Looking to quell a persistent dispute among constituents, the Martha’s Vineyard Regional High School committee this week voted to ask for a written legal opinion on the longstanding school district practice of accepting cash donations without requiring identification.

The issue arose earlier this year after the high school accepted two cash donations, totaling $5,000, earmarked for the legal case against Oak Bluffs over a special permit for artificial turf on a field.

The donor of $2,000 remained anonymous, while $3,000 was contributed by a named donor on behalf of an unidentified group.

Several Island residents have pushed back at the policy, with some suggesting that the school district is violating finance laws by accepting anonymous cash.

School officials have said the practice is allowed under state law and the committee wanted its attorneys to officially weigh in.

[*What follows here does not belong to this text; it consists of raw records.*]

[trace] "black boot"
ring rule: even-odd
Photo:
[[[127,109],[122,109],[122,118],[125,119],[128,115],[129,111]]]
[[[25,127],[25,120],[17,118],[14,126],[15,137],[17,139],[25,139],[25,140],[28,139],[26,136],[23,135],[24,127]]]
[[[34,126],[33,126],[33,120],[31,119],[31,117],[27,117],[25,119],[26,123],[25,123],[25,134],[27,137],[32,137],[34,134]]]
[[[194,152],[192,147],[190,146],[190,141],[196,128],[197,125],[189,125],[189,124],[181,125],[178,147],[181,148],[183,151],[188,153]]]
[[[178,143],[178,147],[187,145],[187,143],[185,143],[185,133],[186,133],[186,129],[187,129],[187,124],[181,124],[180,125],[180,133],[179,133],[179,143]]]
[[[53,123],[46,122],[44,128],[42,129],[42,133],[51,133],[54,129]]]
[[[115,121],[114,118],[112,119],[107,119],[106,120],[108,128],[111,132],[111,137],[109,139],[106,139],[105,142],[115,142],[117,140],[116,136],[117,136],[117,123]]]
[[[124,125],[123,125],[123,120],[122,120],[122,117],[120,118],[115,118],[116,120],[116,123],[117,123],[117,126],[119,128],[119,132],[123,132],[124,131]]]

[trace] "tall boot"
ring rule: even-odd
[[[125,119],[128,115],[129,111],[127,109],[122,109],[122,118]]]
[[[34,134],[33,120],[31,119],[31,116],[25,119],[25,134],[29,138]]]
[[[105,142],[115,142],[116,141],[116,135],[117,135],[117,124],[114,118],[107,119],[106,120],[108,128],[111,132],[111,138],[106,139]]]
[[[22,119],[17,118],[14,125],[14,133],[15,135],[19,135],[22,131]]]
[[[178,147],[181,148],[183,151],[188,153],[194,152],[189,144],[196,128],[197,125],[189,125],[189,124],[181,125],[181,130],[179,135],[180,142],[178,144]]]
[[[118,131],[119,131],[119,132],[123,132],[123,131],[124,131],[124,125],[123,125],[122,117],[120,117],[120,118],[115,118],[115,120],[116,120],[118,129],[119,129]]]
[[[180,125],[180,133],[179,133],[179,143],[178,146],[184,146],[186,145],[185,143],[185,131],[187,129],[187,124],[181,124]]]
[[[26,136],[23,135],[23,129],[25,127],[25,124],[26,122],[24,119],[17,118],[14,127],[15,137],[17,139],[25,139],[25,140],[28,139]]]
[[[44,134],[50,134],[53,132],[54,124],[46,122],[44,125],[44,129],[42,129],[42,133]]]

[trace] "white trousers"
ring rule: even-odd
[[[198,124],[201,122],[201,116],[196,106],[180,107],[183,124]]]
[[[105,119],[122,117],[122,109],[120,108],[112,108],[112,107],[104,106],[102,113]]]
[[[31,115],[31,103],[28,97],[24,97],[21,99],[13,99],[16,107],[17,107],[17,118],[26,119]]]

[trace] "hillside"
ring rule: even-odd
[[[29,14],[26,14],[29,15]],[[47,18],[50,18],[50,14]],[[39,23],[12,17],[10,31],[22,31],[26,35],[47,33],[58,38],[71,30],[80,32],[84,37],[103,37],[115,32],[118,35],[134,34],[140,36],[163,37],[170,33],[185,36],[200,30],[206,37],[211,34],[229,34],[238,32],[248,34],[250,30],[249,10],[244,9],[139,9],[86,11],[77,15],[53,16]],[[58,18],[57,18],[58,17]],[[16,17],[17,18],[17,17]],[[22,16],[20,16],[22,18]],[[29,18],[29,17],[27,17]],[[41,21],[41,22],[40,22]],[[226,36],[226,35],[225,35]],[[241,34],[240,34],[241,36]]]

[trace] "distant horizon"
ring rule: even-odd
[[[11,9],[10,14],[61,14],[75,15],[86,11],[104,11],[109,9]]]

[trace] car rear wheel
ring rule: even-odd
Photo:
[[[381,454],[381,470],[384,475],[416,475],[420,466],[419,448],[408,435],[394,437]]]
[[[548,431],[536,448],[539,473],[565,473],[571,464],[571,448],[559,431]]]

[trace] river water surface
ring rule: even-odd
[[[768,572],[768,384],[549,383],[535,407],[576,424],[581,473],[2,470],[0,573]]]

“I don’t want a narrative out there that the school district is doing illegal things,” Island superintendent of schools Richard Smith said at the school committee meeting Monday night, urging the school committee to request the written opinion and make it public.

The Island district will use money from its 2024 legal budget to pay for the written opinion from Murphy, Lamere and Murphy, the education law firm whose attorneys earlier this year verbally advised Mr. Smith that anonymous cash donations are a common and acceptable practice for schools.

At Monday’s committee meeting, school committee member Jeffrey (Skipper) Manter recommended using the remaining money from the controversial donations to pay for the opinion, but found little support for the idea.

Schools around the Island have long accepted cash donations with no questions asked, Mr. Smith said, making it a district-wide practice and not specifically related to the turf suit donations.